If MCP and A2A don't fit your needs, you can add your own protocol by implementing the `Stream` interface:

```go
type MyStream struct{}

func (s *MyStream) GetID() string { return "my-protocol" }

func (s *MyStream) IsAllowed(data []byte, metadata any) bool {
    var envelope map[string]interface{}
    if err := json.Unmarshal(data, &envelope); err != nil {
        return false
    }
    _, ok := envelope["my_protocol"]
    return ok
}

func (s *MyStream) Forward(metadata any, fromPeerId string) ([]byte, error) {
    // Process the message, return a response
    return responseBytes, nil
}
```

Register it in `internal/tcp/listen/listener.go` alongside the MCP and A2A streams. Messages matching your discriminator will be routed to your handler instead of the default queue.

### Sharing Your Service

Once running, other nodes need two things: **\[1]** your public key (so other nodes can find and connect to yours) and **\[2]** your service name, so they know what to call.&#x20;

You can share your public key and service name however you like.&#x20;

> *e.g., "I'm `37227e...` and I run a `sentiment` MCP service."*

### Built-in Examples

There are several example applications that are built into the AXL repository itself, each demonstrating an angle of the technology. You can find them here.

#### 1. Tensor Exchange

Send and receive PyTorch tensors between nodes using msgpack serialization.

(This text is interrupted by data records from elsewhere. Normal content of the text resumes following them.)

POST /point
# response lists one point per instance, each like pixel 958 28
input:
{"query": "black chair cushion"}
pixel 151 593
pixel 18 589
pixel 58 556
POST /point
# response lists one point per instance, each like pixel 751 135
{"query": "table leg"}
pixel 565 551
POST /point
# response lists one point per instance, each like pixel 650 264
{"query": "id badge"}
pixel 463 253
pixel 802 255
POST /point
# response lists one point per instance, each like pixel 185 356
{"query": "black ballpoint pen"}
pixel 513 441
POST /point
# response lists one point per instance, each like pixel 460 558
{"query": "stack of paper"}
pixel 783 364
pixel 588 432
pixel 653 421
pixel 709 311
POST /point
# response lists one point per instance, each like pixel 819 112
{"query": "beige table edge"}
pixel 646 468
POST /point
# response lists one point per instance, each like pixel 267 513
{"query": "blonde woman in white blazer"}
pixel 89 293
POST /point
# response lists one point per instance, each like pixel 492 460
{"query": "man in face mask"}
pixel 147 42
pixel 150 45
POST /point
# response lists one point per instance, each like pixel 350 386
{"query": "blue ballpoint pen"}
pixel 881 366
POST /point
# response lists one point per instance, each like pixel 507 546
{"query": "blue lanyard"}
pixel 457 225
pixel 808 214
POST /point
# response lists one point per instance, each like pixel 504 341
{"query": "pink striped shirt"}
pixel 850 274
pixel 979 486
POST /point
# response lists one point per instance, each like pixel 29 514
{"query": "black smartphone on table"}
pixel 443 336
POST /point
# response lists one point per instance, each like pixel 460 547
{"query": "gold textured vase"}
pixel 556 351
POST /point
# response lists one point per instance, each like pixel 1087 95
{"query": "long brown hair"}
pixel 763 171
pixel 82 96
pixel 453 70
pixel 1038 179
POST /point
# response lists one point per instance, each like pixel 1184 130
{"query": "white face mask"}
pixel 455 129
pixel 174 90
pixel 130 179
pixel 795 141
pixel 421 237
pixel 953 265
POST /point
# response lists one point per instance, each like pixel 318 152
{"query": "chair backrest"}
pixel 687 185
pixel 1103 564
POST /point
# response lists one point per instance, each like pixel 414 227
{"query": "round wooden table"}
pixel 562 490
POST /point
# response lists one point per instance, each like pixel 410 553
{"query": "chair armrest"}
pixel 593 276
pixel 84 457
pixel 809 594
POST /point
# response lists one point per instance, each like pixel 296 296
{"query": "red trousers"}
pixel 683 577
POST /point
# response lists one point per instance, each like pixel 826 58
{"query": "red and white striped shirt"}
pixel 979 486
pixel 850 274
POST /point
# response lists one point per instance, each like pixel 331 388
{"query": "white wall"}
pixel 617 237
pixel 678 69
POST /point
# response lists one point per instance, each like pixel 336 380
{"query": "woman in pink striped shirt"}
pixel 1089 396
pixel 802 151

> **File:** `examples/python-client/client.py`

**Modes:**

* `recv`: listen for incoming tensors
* `tensor`: send a tensor to a peer
* `bandwidth`: bandwidth test

```bash
pip3 install -r examples/python-client/requirements.txt

# On the receiving node
python3 examples/python-client/client.py recv --port 9002

# On the sending node
python3 examples/python-client/client.py tensor --port 9012 --peer <PEER_KEY>
```

#### 2. Remote MCP Server

Connect two nodes so one can call MCP tools hosted on the other. A2A is not required. The node's `/mcp/` endpoint talks directly to a remote peer's MCP router.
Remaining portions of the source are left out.